Then Horn plied me with more piercing humor: “Wouldn’t it be ironic for you to go to prison for destroying a search warrant for your son which we introduced as evidence, knowing it was invalid; and your son goes to prison because the one person who can prove it’s invalid lies and conceals it.” He followed with a cynical laugh.
I had heard enough. I stood and walked to the door. Horn stopped me; I didn’t turn around: “Brace yourself, Jack. Be ready for anything. It could happen any minute.”
It happened the next day. Five thirty in the afternoon I left the office and was driving up Dixie Street towards town. Traffic was heavy. People were getting off work and cars were bumper to bumper for the four blocks leading to the square, and I faced wading through them to get across town to pick up Greg, at the house of friends. Greg was avoiding the loneliness of the large, empty rooms of the Big House, at least until I was free to face it with him.
Thoughts of the terrible burden my teenage son was having to bear filled my mind, so I paid little attention to the vehicles about me until a Carrollton police car raced by in the opposite direction. Chief of Police Jack Bell’s sneering face was clearly visible as it passed. Through the rearview mirror I saw him frantically signal a brown car behind. Both stopped. The whirling blue light on top of Bell’s car burst into action, followed by a precarious U-turn. The two cars surged forward in my pursuit. I pulled over to the curb and waited. The brown car roared past Chief Bell’s and slid to a stop twenty feet behind me. GBI Agent Goddard bolted out.

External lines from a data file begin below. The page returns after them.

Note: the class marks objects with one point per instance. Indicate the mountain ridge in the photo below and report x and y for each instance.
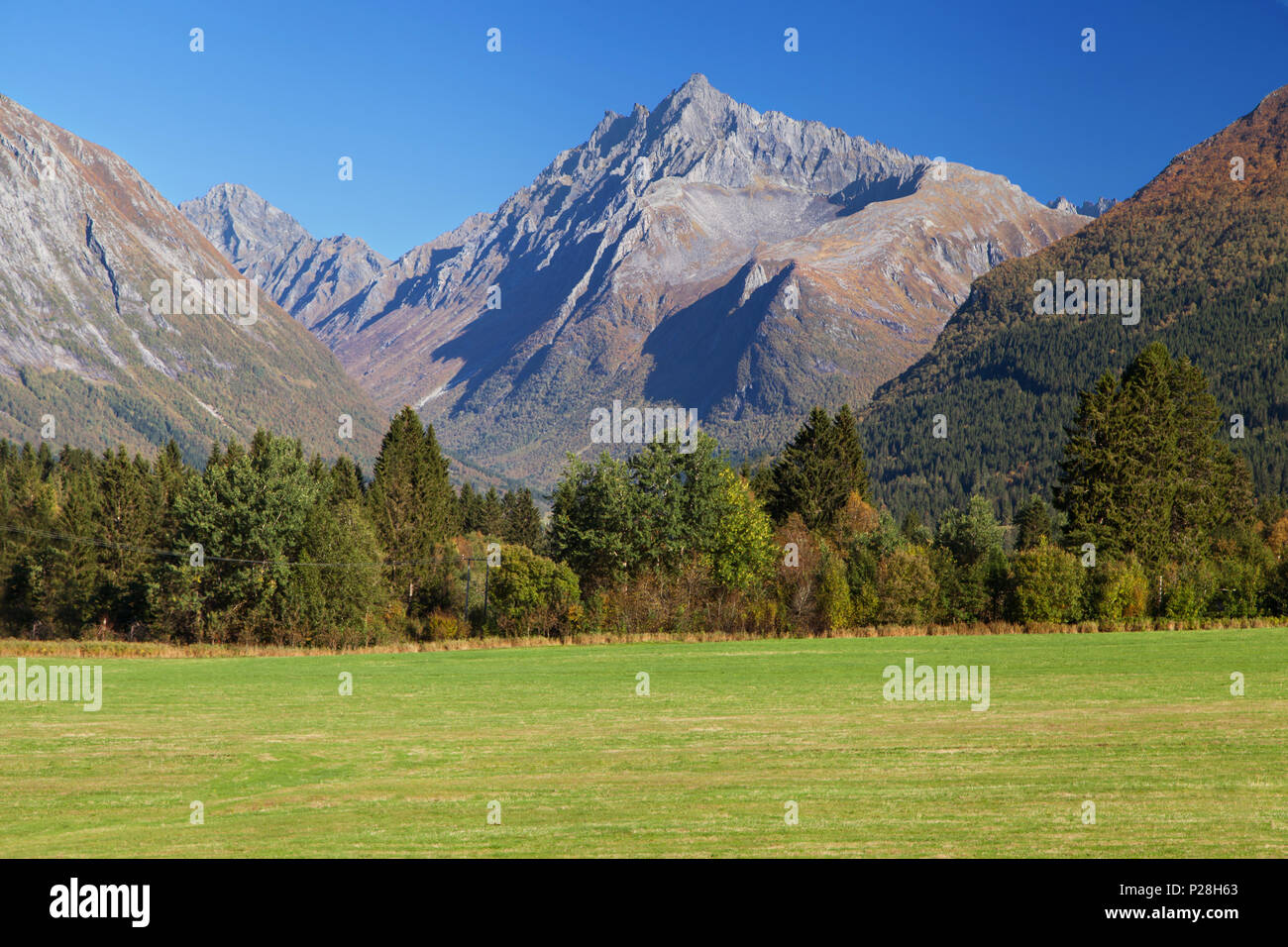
(625, 269)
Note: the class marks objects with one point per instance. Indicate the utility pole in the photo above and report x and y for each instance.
(485, 582)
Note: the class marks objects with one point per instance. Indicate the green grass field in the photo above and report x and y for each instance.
(1142, 724)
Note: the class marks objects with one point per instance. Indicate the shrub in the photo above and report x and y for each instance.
(1046, 585)
(1117, 590)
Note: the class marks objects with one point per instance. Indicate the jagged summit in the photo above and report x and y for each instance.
(307, 275)
(656, 261)
(84, 243)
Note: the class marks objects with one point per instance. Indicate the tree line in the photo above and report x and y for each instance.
(1153, 517)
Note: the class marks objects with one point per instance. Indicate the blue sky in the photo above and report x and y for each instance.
(438, 128)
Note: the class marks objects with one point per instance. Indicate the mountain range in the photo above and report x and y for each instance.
(1209, 241)
(91, 356)
(702, 254)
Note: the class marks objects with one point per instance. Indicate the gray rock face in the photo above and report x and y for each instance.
(703, 254)
(1096, 208)
(1090, 209)
(307, 277)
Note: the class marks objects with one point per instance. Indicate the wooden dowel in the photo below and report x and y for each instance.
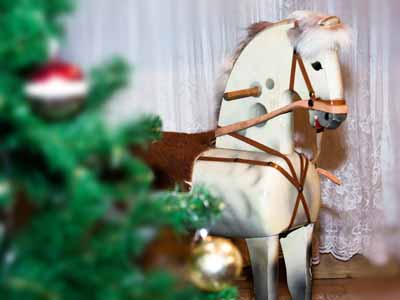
(249, 123)
(318, 105)
(239, 94)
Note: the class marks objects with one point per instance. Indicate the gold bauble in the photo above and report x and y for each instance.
(215, 262)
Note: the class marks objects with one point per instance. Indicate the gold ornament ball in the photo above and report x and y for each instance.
(215, 262)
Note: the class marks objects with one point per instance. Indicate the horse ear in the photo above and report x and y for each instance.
(329, 21)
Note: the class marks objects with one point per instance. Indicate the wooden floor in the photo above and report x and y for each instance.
(335, 289)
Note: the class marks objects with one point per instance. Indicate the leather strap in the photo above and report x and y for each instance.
(298, 183)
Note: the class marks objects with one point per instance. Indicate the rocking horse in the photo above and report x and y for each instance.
(272, 193)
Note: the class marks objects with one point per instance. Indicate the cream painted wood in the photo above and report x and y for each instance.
(268, 57)
(264, 256)
(296, 248)
(258, 200)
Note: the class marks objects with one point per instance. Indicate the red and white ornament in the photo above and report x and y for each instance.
(56, 90)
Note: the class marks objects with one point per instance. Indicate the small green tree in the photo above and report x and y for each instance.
(76, 243)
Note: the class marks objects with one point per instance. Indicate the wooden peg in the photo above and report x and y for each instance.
(239, 94)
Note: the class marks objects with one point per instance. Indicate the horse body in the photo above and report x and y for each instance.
(262, 205)
(258, 200)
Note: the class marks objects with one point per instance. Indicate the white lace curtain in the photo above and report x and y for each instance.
(178, 48)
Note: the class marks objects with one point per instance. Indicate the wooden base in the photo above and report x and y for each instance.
(338, 289)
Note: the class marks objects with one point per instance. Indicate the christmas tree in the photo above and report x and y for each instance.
(76, 208)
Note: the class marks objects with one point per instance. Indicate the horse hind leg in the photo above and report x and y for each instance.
(296, 248)
(264, 254)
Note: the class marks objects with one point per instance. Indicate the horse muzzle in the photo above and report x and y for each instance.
(331, 117)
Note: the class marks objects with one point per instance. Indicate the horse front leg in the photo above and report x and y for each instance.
(296, 248)
(264, 254)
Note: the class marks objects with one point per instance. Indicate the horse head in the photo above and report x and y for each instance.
(317, 40)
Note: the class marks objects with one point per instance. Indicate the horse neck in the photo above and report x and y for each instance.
(274, 48)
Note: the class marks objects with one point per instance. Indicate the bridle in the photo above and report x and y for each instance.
(334, 103)
(334, 106)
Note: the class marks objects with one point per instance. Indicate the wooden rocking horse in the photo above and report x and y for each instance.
(271, 193)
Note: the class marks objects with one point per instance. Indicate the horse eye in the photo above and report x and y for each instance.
(317, 66)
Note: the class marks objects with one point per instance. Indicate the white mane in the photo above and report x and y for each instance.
(309, 37)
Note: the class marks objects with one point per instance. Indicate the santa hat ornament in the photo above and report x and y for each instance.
(57, 89)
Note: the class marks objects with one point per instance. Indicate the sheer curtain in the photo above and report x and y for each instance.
(178, 48)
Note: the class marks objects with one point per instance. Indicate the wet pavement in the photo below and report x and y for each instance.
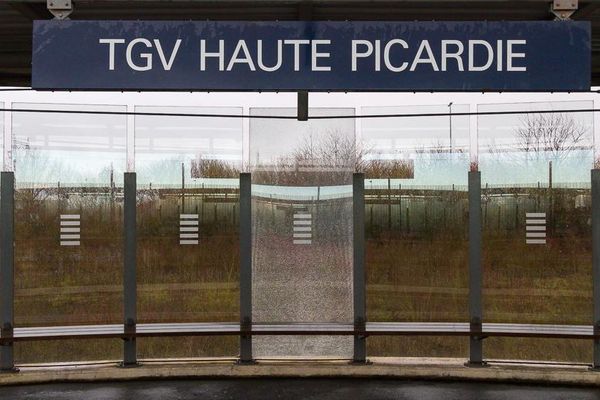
(290, 389)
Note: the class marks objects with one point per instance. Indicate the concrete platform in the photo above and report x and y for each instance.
(396, 368)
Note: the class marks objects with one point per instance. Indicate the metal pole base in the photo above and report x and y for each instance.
(129, 365)
(361, 362)
(239, 361)
(476, 364)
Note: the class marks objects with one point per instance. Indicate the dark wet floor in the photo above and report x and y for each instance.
(289, 389)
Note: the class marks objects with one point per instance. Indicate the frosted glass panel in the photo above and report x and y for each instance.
(536, 208)
(416, 222)
(302, 228)
(188, 191)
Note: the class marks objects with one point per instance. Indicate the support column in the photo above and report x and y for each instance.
(7, 193)
(475, 313)
(596, 261)
(358, 273)
(129, 270)
(245, 269)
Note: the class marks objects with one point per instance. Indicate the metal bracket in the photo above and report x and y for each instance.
(563, 9)
(61, 9)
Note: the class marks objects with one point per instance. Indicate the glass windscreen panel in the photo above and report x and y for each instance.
(188, 215)
(302, 228)
(416, 222)
(68, 223)
(536, 210)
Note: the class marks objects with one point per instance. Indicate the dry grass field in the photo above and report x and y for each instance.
(417, 270)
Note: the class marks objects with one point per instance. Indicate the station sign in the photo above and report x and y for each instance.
(311, 55)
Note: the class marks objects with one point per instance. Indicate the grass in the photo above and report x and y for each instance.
(417, 270)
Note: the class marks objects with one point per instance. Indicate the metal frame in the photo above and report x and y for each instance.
(358, 270)
(475, 278)
(246, 268)
(129, 270)
(7, 290)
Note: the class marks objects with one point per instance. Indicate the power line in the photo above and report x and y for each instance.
(293, 117)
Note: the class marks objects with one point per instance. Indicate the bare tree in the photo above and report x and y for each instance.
(555, 134)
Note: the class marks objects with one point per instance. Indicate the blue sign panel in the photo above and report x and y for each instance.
(316, 56)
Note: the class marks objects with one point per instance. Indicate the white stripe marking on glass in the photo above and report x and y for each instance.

I got out slowly, closed the door, and waited as Goddard’s scowling face approached. Behind him was Bell standing, arms folded across the top of the police car door. Cars stopped; their occupants enthralled by the unfolding drama. People gathered on the sidewalk in a chaotic arc.
“You’re under arrest,” snarled Goddard. He grabbed my right arm, whirled me around and shoved me against the back quarter of my car. “Keep your hands on the car,” he barked, then kicked my feet apart and away from the car. “Don’t move.”
A shake-down search followed: chest, waist, legs and ankles. Over the trunk of the car I saw familiar faces watching in silent amazement. Pounding anger filled my chest.
The search completed, Goddard whirled me around. There was a cruel look of satisfaction in his eye. He slowly read the Miranda rights from a small card, spitting out each word loudly, then cast a warning glance at the gathered crowd. He then shoved me toward the brown car. A push launched me into the caged back seat.
At the County Jail Goddard read the arrest warrant: “You are under arrest, charged with hindering the apprehension of a criminal, one Edwin Birge.” He looked up, grinned slyly and added: “Doc, you’re going to prison, and your boy with you.”
Somehow I didn’t shout. Somehow I didn’t scream or curse or strike that one-eyed son of a bitch. Somehow I didn’t utter a word, even though I wanted to do all of those things. All I could do was say: “Some day you’ll pay for this, you dirty, crooked bastard.” I said it with my eyes.
An hour later bond was set. Leaving the County Jail, I staggered, momentarily dizzy. A face danced before my eyes. It was the heavy-jowled, twitching face of Andrew Dominick. He snickered and said, “It’s back to back felonies, stupid. It’s you that got ‘em.”